In all this, we see Paul astutely navigating Gentile-Jewish tensions. In Jerusalem, he observed the Law; in Antioch, he refused to live under the Law; in Galatia, he rebuked Peter for hypocritically keeping the Law. But we note that through all these, his missional accommodation was carefully done; he says of himself, “though not being without the law of God but under the law of Christ”. Paul set strict limits on blending his lifestyle with the Gentiles. Even as he ministered to those without the law, Paul recognised that he himself was under the Law of Christ, and never departed from it.

The civil and ceremonial aspects of the Law were fulfilled in Christ and were done away with, but the moral law remains. Paul did not allow himself to violate God’s moral law in the name of accommodation. In the same way, one does not have to do drugs to reach drug addicts, nor be immoral to reach prostitutes, nor dress immodestly and sing lewd songs to reach the world for Jesus. Paul was willing to do whatever was not forbidden for Christians as long as it was advantageous for reaching the Gentiles.

All Men
Paul’s general principle was, “I have become all things to all men, so that I may by all means save some.” It is not just one people group Paul was after, it was all men. He put aside his personal considerations and made life inconvenient for himself so as to win all kinds of souls for Christ. This was an all-out effort for the sake of the Gospel. We, too, should be willing to take pains to bring the message of reconciliation to all manner of people and people groups.

Preaching the Gospel with All Consuming Passion
“I do all things for the sake of the gospel, so that I may become a fellow partaker of it.” (1 Cor 9:23)

Paul’s singular focus was to lead men to Christ. In fact, in vv. 19-22, he kept repeating “… that I might win … that I might win … that I might win …”. Paul did not forget that salvation is the work of God, and that man cannot save either himself or others. But he knew that God is “well-pleased through the foolishness of the message preached to save those who believe” (1 Cor 1:21). God’s means of bringing the Gospel to others is human witnesses – us!

The heart of the Apostle throbbed with the heartbeat of God for missions. He was not content to just preach the Gospel; he earnestly yearned that souls be saved through the proclamation of the Gospel. This was no cold performance of duty even though he knew that the outcome was in God’s hands. God is glorified when a sinner repents so he faithfully preaches with a passion to see God exalted. Paul said, “I do all things for the sake of the gospel” – this touched every decision he made and affected every facet of his life. This was not something he did grudgingly but was the singular focus of his life. Why? – “so that I may become a fellow partaker of it”. Paul anticipated that as he poured his life out in the work of the Gospel, he would also one day share in the joy of the Gospel’s fruitfulness.

When you are in Heaven next time, and you meet someone who believed in Jesus through your sharing of the Gospel, you will rejoice in the fact that God used you to make an everlasting difference to that person.

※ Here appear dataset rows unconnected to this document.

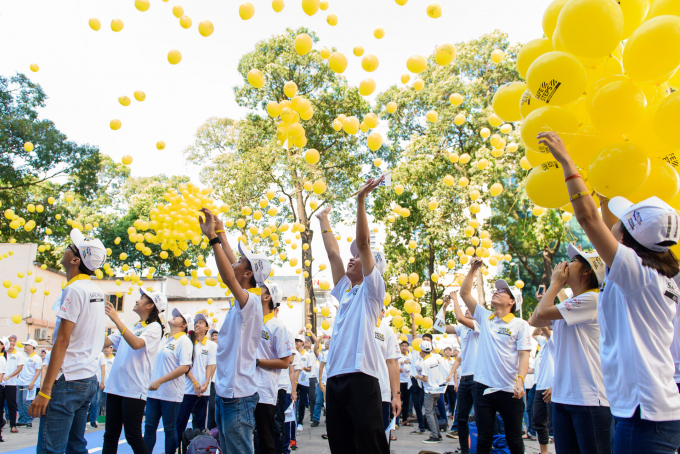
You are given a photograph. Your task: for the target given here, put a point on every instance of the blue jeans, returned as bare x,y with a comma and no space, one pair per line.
235,419
62,428
634,435
156,408
581,429
316,414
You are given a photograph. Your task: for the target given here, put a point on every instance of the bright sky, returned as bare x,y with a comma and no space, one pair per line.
84,72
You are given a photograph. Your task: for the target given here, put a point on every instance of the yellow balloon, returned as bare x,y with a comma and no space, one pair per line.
590,28
652,52
556,78
506,101
619,170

As we bring joy to others through the Gospel, we ourselves will enter into that same joy eternally as we see the fruit of our Gospel ministry. This is but one aspect of what it means to be a “partaker” of the Gospel – but how glorious it is!

If you are regenerate, you are free in Christ; what will you do with your freedom? Many of us tend to have a very strong entitlement-mentality; we know our rights, and we demand those rights. But as a Christian, will you do what you want, or will you give up your rights to preach Christ?

For example, you have worked hard the whole day, would you assert your right to a restful evening, or join the church prayer meeting to plead for lost souls? Life is hectic, weekends are precious – yet, will you take some of that time to invite the neighbourhood to the Gospel Meeting? Will you surrender your rights to proclaim the Gospel, or will you surrender the Gospel to preserve your rights?

Tan Soon Yong
- Tan Soon Yong is a pastor of The 'Fisherman of Christ' Fellowship and an editor of Fishers.